The Cause of Neck Pain
The main set of muscles that helps support your head are the deep neck flexors. If they become weak, then it is up to the trapezius muscles that run from the base of your skull to the shoulder to support your head. If the trapezius muscles become fatigued and can no longer work to support your head, it shows up as neck pain.
To relieve neck pain for the long-term, it is necessary to strengthen the deep neck flexors so the trapezius doesn’t have to work so hard. To do this, lie on the floor on your back with the back of your head touching the floor.

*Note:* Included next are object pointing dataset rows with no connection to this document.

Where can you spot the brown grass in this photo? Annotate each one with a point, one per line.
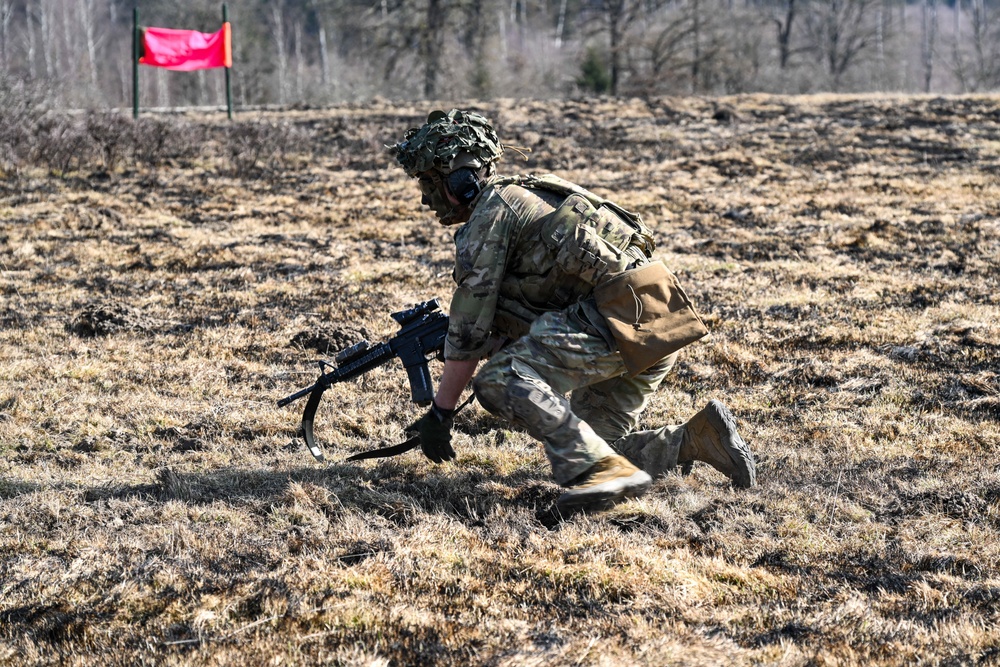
(156, 507)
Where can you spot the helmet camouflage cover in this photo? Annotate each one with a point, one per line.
(443, 138)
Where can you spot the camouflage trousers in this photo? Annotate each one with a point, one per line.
(565, 353)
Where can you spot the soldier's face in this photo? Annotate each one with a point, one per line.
(435, 196)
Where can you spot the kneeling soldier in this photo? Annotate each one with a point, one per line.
(558, 293)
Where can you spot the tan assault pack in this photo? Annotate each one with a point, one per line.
(645, 307)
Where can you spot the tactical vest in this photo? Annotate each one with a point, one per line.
(593, 238)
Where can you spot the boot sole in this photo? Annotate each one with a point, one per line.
(723, 421)
(606, 495)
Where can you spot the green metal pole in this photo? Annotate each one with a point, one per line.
(135, 62)
(229, 85)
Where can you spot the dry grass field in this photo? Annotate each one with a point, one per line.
(156, 506)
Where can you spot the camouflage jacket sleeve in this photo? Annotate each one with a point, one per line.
(481, 249)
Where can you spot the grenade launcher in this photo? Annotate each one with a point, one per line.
(423, 329)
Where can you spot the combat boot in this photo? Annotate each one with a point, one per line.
(710, 436)
(608, 482)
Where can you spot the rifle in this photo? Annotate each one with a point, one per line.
(423, 329)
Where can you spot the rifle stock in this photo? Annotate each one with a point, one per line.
(423, 330)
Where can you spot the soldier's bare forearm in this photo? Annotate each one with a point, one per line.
(454, 379)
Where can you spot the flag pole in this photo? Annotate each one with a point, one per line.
(135, 62)
(229, 86)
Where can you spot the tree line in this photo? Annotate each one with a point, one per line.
(310, 52)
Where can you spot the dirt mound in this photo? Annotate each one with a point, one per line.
(329, 339)
(108, 317)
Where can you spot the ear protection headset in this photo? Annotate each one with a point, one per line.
(464, 184)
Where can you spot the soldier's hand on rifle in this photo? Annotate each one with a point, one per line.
(434, 429)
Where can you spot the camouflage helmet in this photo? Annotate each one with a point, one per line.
(448, 141)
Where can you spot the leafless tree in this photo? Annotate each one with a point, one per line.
(928, 29)
(839, 31)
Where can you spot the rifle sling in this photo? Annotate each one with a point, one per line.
(401, 448)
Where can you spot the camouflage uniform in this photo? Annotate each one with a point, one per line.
(511, 285)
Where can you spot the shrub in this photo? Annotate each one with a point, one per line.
(60, 140)
(19, 113)
(594, 76)
(255, 146)
(111, 135)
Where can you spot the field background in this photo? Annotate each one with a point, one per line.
(157, 508)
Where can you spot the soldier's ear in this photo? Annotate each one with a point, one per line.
(464, 184)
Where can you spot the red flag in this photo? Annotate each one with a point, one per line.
(187, 50)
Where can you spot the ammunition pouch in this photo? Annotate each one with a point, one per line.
(592, 242)
(649, 315)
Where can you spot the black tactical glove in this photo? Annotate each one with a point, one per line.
(434, 429)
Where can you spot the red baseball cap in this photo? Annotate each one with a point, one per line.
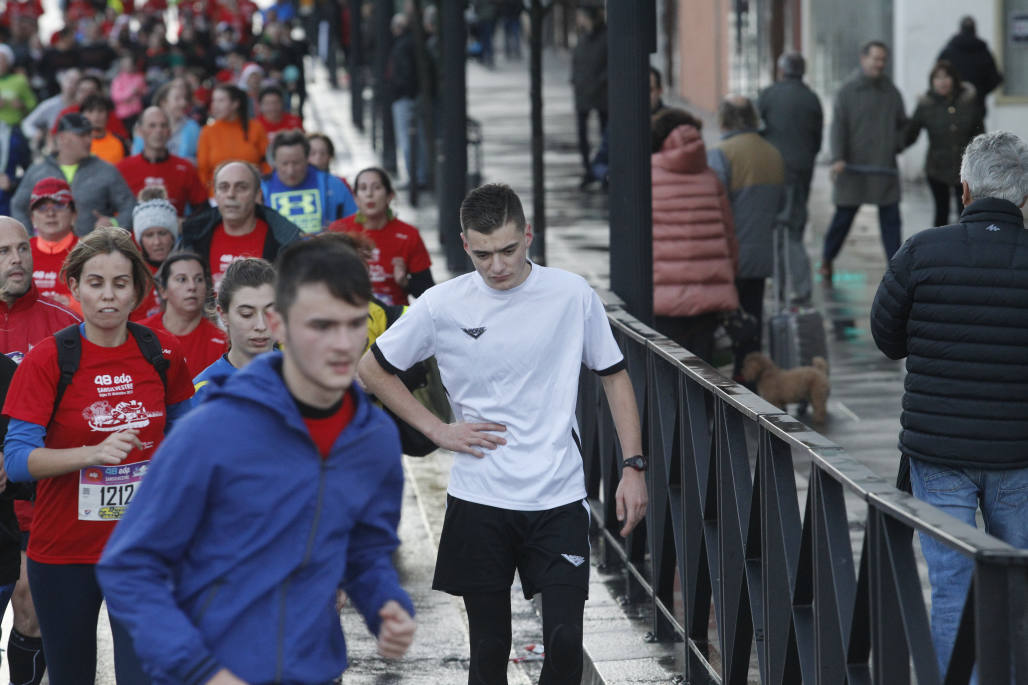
(51, 188)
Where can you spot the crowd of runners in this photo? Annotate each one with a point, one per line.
(179, 262)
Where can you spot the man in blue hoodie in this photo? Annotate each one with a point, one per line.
(307, 196)
(226, 567)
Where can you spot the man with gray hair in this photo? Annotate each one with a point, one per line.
(954, 302)
(793, 122)
(753, 173)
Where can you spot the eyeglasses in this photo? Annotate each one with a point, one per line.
(48, 205)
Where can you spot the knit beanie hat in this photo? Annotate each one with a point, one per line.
(154, 213)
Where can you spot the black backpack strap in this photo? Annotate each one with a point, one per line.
(69, 353)
(150, 347)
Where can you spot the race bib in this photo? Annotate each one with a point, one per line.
(104, 492)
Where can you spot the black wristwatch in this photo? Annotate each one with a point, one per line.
(638, 462)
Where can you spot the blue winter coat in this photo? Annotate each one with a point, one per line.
(954, 302)
(231, 553)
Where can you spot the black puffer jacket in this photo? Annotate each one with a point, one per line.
(954, 301)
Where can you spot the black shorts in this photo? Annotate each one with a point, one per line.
(481, 546)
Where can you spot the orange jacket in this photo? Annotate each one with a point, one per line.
(222, 141)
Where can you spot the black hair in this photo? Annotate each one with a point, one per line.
(737, 114)
(320, 260)
(289, 138)
(382, 175)
(164, 273)
(246, 273)
(237, 96)
(490, 207)
(97, 101)
(311, 137)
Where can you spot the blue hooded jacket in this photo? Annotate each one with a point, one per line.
(233, 548)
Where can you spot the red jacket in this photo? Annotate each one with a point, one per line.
(694, 248)
(29, 321)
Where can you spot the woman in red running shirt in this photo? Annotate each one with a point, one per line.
(400, 264)
(184, 288)
(89, 452)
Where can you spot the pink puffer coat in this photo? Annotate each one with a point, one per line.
(694, 249)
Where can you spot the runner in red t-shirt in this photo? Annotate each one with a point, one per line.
(225, 249)
(184, 286)
(156, 167)
(52, 213)
(400, 264)
(88, 456)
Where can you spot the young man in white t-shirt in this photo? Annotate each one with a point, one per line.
(511, 339)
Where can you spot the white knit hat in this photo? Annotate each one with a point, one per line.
(154, 213)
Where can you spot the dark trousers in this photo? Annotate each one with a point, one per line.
(888, 220)
(693, 333)
(582, 119)
(68, 599)
(943, 193)
(751, 300)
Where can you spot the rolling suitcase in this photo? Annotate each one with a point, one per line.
(796, 334)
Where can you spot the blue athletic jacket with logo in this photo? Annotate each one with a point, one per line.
(317, 202)
(231, 552)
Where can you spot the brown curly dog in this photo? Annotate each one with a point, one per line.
(781, 387)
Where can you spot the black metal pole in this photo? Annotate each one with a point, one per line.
(383, 41)
(453, 171)
(538, 170)
(355, 65)
(631, 212)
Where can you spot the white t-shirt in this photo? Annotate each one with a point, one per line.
(511, 357)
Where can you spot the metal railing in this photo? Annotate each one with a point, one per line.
(725, 516)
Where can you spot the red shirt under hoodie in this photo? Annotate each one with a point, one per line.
(47, 258)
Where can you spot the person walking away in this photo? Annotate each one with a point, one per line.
(404, 88)
(868, 128)
(694, 249)
(246, 299)
(516, 494)
(400, 265)
(589, 81)
(308, 498)
(754, 173)
(952, 115)
(184, 288)
(963, 405)
(110, 419)
(794, 122)
(975, 64)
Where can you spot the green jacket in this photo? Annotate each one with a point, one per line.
(951, 123)
(15, 86)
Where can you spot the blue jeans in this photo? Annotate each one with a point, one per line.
(888, 220)
(1002, 496)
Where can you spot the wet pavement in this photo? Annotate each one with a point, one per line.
(863, 412)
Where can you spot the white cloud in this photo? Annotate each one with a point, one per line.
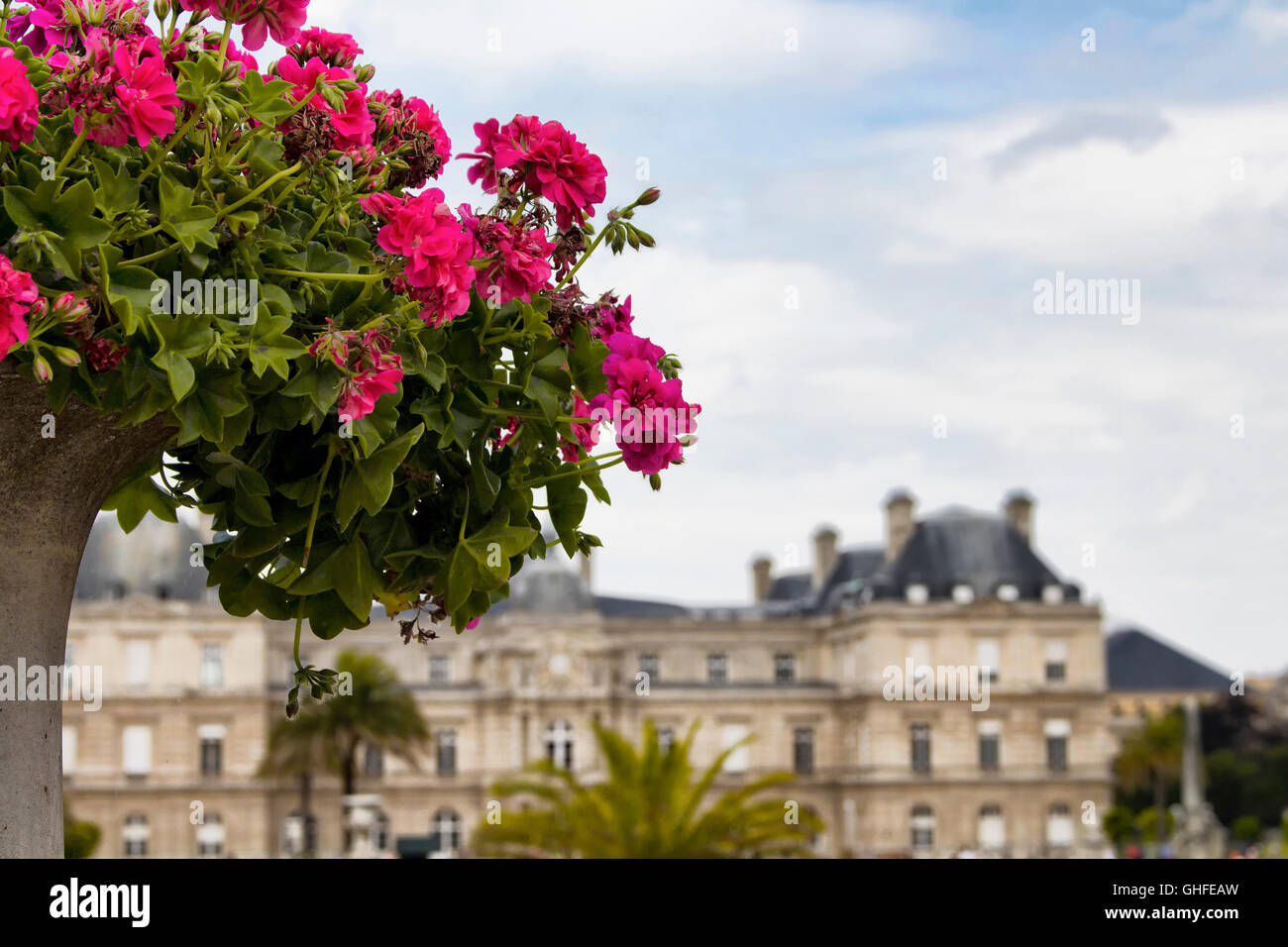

With knees bent, focus your eyes (without moving your head yet) on a point just above your knees. Now slowly start to move your head (without raising your head off of the ground) to the point where your eyes are focused – much like a slow nodding gesture. Hold the head downward stretch for 5-10 seconds; then return to the starting position. Repeat 10 times per day.
Stretch Before and After Riding
To help keep the neck muscles strong, perform some stretching before and after each ride – much like warming up and cooling down before and after other forms of exercising. To stretch the neck, perform a range-of-motion exercises by:
- moving your head up and down as in a nodding motion.
- Rotating your head side to side ensuring you are twisting it as far as it will go both left and right.
- Tilting your head so that your right ear touches your right shoulder. Do the same with your left ear.
Do these three exercises until your neck muscles feel loose.
The position of your head and neck can contribute to having neck pain. Try to maintain a straight line from your hips to your head. If your head is too far forward, it puts strain on your neck muscles trying to support it.
If your handlebars are too low, so that you have to tilt your head up to see, try turning your handlebars over so they end up being higher up. This will allow you to see without causing excessive strain on your neck. If that doesn’t work, you may have to get a longer handlebar stem.
By riding in the correct position, stretching before and after riding, and building up the deep neck flexor muscles, you should have very little, if any, neck pain. If after doing these steps neck pain persists, see your healthcare professional to search out other causes of your neck pain.